Keep in mind, I am all about:
1. Shopping for undervalued – even when that undervaluation is slight, and never mind-numbingly huge – firms at a reduction, permitting them to normalize over time and harvesting capital features and dividends within the meantime.
2. If the corporate goes effectively past normalization and goes into overvaluation, I harvest features and rotate my place into different undervalued shares, repeating #1.
3. If the corporate does not go into overvaluation, however hovers inside a good worth, or goes again all the way down to undervaluation, I purchase extra as time permits.
4. I reinvest proceeds from dividends, financial savings from work, or different money inflows as laid out in #1.
Listed below are my standards and the way the corporate fulfills them (italicized).
- This firm is total qualitative.
- This firm is essentially protected/conservative & well-run.
- This firm pays a well-covered dividend.

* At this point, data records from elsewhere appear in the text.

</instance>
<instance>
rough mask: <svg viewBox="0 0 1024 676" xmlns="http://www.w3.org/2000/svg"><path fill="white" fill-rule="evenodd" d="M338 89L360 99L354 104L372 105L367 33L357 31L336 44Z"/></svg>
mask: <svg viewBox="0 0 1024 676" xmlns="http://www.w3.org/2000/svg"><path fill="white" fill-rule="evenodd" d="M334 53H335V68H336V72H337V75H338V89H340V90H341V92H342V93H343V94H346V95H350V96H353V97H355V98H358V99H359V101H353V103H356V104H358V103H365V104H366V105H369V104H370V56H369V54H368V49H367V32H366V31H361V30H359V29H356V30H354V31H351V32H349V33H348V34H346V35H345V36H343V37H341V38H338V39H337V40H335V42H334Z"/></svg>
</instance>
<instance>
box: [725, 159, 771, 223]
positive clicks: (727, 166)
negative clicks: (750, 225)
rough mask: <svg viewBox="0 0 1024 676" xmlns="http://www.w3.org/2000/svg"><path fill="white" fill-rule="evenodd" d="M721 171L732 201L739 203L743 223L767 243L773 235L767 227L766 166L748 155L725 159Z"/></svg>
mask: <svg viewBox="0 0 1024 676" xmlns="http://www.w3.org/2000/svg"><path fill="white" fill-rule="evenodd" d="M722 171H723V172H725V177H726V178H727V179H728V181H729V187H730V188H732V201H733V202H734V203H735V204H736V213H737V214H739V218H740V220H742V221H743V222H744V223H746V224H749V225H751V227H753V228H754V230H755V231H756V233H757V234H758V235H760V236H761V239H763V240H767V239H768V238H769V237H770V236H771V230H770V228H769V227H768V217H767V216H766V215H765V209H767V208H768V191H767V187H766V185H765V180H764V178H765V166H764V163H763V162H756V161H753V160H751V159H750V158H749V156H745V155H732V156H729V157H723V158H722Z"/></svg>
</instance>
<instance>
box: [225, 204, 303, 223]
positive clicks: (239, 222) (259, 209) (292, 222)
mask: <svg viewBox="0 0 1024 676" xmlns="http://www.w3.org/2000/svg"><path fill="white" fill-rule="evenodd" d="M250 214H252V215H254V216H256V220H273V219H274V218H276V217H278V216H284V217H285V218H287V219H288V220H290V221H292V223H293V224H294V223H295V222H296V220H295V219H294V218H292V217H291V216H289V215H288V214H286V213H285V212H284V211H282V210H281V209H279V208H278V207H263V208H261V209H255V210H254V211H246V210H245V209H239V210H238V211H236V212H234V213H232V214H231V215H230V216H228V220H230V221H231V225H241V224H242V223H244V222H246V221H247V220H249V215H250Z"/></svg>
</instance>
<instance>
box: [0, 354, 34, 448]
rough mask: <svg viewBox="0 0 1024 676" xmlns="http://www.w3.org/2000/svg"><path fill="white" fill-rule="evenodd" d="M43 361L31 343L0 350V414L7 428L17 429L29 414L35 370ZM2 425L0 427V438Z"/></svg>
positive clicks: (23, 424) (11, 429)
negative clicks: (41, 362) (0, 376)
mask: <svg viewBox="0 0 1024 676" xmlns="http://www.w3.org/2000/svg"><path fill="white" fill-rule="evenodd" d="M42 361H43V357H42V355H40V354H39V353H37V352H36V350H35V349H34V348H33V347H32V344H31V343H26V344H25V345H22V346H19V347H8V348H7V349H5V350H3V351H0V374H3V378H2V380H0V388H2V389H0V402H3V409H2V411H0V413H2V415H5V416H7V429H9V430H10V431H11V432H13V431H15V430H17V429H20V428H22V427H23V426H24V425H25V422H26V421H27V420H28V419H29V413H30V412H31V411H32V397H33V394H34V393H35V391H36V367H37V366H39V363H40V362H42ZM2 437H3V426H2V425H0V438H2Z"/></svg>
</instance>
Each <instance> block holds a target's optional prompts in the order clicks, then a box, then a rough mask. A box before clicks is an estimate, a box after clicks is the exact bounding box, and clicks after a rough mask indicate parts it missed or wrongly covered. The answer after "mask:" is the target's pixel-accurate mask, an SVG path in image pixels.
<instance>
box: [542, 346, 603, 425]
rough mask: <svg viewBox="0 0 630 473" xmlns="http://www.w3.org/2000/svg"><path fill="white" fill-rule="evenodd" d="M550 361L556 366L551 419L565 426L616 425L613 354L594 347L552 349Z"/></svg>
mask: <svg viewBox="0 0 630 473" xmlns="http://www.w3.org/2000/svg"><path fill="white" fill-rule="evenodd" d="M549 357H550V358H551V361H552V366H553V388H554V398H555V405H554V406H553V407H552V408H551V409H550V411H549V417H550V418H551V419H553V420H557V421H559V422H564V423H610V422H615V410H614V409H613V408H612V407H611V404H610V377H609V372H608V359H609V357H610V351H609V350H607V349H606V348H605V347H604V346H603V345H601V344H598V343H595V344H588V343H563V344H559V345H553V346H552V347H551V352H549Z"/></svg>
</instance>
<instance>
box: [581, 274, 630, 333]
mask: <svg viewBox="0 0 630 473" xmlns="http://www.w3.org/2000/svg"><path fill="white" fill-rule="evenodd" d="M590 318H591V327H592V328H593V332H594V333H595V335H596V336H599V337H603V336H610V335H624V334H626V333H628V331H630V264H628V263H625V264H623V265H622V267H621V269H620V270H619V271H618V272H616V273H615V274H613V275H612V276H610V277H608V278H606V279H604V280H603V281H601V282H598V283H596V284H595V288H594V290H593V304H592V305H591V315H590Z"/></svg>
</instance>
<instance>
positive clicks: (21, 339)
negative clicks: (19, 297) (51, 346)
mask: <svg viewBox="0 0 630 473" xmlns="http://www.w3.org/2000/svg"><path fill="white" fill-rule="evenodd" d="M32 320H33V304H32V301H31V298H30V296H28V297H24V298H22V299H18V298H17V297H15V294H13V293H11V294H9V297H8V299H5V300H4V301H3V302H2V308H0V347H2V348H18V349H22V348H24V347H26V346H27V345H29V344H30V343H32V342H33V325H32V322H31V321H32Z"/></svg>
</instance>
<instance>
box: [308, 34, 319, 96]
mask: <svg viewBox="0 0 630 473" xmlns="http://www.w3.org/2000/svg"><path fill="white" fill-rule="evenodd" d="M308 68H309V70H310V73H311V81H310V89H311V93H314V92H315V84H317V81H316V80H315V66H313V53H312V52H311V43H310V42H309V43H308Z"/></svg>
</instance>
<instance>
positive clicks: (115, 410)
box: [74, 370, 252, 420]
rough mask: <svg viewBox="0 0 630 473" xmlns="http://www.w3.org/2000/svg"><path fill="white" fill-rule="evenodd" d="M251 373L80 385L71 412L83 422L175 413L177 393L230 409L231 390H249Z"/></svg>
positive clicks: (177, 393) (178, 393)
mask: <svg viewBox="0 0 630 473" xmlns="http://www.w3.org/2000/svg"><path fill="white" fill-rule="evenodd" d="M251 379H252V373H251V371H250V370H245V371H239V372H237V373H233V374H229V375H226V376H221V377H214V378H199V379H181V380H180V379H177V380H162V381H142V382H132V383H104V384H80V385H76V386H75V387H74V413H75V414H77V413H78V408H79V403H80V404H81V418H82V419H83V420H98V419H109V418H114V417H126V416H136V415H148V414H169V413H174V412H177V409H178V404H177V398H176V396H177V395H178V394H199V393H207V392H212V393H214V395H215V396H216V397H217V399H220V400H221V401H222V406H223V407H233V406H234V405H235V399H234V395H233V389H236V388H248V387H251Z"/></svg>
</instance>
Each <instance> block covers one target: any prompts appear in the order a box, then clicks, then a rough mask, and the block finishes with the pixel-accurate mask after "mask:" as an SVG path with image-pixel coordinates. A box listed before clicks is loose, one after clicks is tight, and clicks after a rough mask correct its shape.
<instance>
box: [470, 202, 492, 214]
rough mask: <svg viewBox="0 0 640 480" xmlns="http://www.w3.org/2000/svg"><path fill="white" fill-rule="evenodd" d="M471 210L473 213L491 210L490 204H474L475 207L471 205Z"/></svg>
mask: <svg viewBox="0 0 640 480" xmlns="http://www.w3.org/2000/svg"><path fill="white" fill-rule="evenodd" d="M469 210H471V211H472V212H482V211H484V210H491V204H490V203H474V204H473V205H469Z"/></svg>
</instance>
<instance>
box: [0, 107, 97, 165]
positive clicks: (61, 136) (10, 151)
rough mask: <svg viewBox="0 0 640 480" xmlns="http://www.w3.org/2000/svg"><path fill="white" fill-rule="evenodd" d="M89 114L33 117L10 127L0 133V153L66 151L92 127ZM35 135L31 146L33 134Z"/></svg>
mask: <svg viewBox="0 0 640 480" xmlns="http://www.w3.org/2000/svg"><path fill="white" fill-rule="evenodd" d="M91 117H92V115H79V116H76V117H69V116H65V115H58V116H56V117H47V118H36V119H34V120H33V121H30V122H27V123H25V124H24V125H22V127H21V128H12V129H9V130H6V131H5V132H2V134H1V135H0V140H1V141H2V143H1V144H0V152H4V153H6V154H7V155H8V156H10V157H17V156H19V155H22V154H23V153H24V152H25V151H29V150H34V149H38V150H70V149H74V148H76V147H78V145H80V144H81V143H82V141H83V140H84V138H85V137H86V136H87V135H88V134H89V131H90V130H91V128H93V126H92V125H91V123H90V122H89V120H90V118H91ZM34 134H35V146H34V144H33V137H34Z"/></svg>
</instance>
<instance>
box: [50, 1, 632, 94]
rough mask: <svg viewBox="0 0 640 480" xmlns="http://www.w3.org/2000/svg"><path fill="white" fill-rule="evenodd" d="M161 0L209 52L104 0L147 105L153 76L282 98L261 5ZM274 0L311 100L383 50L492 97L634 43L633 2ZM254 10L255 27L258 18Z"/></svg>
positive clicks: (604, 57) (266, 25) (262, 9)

- This firm is presently low cost.
- This firm has a sensible upside based mostly on earnings development or a number of expansions/reversions.
I can now not name the corporate “low cost” right here, but it surely fulfills each different one in every of my funding standards. if it had been to rise above 133 NOK, I would most likely decrease my score to “Maintain”.
Editor’s Be aware: This text discusses a number of securities that don’t commerce on a serious U.S. alternate. Please concentrate on the dangers related to these shares.